Drata is fantastic if you have lots of industry-grade integrations but if you don't, your return on value might be lower. I still great utility out of it, but for the price point it wouldn't necessarily still be worth it. There are still small gotcha's in Drata, for instance the policy changelogs require manual updating- why are my changes to the policy not filling out the changelog itself? The Statement of Applicability in the ISO27001 frameworks are a large table, but most of that information should be part of the continuous compliance so why am I having to create so much? There are also lots of little things, like the Statement of Applicability, where I pulled things out of policy/out of Drata, and ended up creating a spreadsheet for them all over again because it's just going to be easier to maintain over time. Yes my Statement of Applicability will be uploaded to Drata as evidence, but I'd rather have something like this more built-in to the program rather then feeling that the best option is to create a spreadsheet & do it myself.
What problems is the product solving and how is that benefiting you?
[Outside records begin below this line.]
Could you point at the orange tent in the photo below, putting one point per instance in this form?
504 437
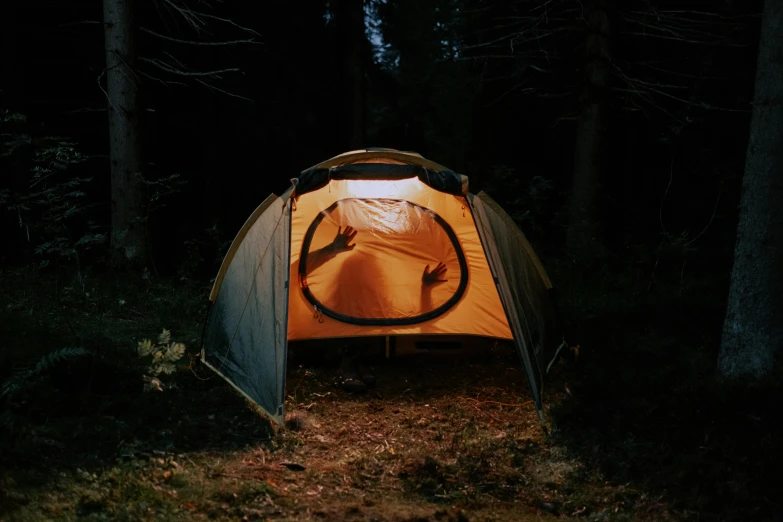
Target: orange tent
374 243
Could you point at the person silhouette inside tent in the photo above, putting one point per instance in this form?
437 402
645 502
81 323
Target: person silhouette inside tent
354 376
Drata helps us with observability into our control infrastructure. I can see our management responsibilities, our technical controls, & plan for the future. In a very disorganized company, this is extremely effective for assisitng with holding people accountable to completing their responsibilities. Their support is fantastic & Hailee at Drata has been absolutely amazing. The Drata help articles are detailed & excellent when you are searching for something with only a few search terms. It is sometimes hard to find things if you don't know where they are- for instance, the templates used in vendor upload, business continuity/disaster recovery, etc & without Hailee's help, we would have never known about them. But our Customer Success Manager Hailee, was excellent at providing these documents. It would be nice if the Help Section had a dedicated Resources section for items like this.
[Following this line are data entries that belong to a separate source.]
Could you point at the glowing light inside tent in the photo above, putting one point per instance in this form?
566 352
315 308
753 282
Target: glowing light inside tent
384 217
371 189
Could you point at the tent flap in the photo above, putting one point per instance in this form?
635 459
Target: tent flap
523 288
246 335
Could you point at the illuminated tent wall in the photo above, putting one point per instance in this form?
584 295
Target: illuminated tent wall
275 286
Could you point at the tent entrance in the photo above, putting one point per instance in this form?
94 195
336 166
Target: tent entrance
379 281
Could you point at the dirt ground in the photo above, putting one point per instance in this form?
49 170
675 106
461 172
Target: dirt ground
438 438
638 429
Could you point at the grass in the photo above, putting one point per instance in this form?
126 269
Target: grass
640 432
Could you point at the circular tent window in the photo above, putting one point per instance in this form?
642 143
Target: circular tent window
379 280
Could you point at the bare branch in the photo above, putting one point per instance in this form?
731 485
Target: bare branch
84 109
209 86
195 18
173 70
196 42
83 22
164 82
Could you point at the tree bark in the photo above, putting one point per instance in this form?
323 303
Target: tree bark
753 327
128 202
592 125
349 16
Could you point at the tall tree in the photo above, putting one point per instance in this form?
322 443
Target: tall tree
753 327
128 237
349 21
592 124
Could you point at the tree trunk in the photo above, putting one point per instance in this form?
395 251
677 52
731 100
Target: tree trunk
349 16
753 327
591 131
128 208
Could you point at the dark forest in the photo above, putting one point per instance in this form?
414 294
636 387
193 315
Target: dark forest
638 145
Powerful platform, great docs and human support
What do you like best about the product?
After 10 years in a previous role in a highly regulated domain, I wish I had a tool like Drata. It made document management far simpler, had ties into my compliance goals with excellent documentation as well. The human support is also fantastic, either via the online support chat or conversations with our customer success manager. This allows us to be more transparent in security posture to our customers, while also having automated checks to ensure compliance. The product is easy to use, and pretty feature complete.
What do you dislike about the product?
There isn't much to complain about! I do wish that the policy editor would allow for embedded diagrams/images, rather than having to refer to them elsewhere. Allowing for collaborative editing as well would be a nice to have, but definitely not a necessity.
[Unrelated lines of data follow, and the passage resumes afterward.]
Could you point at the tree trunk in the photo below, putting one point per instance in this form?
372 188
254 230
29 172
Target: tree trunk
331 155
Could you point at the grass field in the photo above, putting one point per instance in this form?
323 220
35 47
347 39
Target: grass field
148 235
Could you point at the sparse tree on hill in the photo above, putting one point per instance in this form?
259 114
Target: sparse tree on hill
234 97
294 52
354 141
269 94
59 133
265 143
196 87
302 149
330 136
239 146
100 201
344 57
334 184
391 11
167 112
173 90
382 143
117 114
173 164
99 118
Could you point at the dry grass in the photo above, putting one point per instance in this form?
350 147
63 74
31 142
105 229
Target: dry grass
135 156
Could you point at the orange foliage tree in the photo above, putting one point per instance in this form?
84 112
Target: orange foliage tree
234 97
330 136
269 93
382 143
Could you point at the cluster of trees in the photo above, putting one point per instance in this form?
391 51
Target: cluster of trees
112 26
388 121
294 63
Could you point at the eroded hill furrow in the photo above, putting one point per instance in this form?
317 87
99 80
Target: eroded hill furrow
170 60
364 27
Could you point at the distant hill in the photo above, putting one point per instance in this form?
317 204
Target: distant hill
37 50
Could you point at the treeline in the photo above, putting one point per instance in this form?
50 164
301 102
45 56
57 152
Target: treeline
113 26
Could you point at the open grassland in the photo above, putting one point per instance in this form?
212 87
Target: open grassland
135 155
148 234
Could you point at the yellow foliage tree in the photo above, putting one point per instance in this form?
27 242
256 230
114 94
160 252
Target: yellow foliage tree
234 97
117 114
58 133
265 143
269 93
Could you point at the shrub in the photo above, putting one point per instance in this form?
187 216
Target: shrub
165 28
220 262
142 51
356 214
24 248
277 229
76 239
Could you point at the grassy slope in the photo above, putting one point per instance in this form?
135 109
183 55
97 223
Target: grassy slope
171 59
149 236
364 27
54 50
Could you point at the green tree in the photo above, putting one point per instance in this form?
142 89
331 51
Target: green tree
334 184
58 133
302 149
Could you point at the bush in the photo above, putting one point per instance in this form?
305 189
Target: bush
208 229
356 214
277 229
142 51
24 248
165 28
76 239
What problems is the product solving and how is that benefiting you?
The templates with links into InfoSec framework requirements has made compliance far easier than doing it on our own. Also giving us a means for our clients to see our security posture and automated checks under NDA allows our clients to use our services with confidence.
SOC 1/2 Type 2
What do you like best about the product?
Compliance experts available through chat was invaluable. They took the time to understand the specific set of circumstances and varaibles to my question and did not provide templated answers.
What do you dislike about the product?
A little click heavy for certain workflows but they are working to stream line them.
What problems is the product solving and how is that benefiting you?
Reduction of timeline and internal effort to become SOC 1/2 compliant.